With any algorithmic calculation, there of course are flaws.
I’ve had clients who have stopped for several years see their FPR scores drop.
I’ve had clients who have impeccable short-term measures and .80 FPR scores fail with SVFR.
I’ve had basically every situation where all other measures are perfect yet there is either of those two variables that has a failing number.
Now – how can you establish a competent technician in areas that are real, gas cap, timing, evap, and then on the other hand say this technician and by association, the shop is incompetent based on a algorithmic formula that we developed.
Furthermore, how do you defend against a statistic the Bureau is unwilling to disclose the calculation thereof?
It seems the standard mantra of the Bureau is “trust us, you’re a bad shop/technician, therefore, you fail to meet our requirements.”
Well there’s good news on this front.
At some point in the very near future, many of theses cases will be heading to hearing in front of an Adminstrative Law Judge Held under §11500 of the Government Code.

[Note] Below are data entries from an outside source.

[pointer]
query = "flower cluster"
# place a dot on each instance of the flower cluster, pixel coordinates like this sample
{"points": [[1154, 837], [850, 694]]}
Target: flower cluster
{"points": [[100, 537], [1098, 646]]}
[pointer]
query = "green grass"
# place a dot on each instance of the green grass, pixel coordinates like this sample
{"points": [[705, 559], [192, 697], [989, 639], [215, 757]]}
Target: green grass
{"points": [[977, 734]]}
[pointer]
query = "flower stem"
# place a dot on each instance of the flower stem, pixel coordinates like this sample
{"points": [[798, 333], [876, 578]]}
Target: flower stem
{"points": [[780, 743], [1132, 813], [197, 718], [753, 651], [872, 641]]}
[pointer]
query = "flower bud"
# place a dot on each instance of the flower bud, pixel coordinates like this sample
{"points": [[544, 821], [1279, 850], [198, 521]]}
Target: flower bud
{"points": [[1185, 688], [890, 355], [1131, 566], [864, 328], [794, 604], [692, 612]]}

Under this code, there are discovery provisions requiring the Bureau to turn over:
(d) All writings, including, but not limited to, reports or mental, physical, and blood examinations and things that you propose to offer in evidence;
(e) Any other writing or thing that is relevant and would be admissible in evidence;
(f) Investigative reports made by or on behalf of the agency or other party pertaining to the subject matter of the proceedings, to the extent that these reports:
Now, here’s where it gets tricky. Because an Administrative Law Judge makes factual findings based on evidence, the Bureau will have to disclose this number, how it is calculated, and why it shows this technician/facility is incompetent.
If they fail to disclose the method and or manner in which this was calculated, the Administrative Law Judge would not be able to making findings sustaining the Bureau’s position that they are bereft of the ability to continue in the STAR program.
This means one of two things: disclosure of the calculation, which will allow us to attack a “theoretical” number or alternatively, prevent SVFR and FPR from being the basis for STAR Invalidation.
Either way, good things are coming down the pipeline to either eliminate FPR and SVFR and or limit their ability to create the basis for STAR revocation or denial.
In the interim, we’ll keep fighting.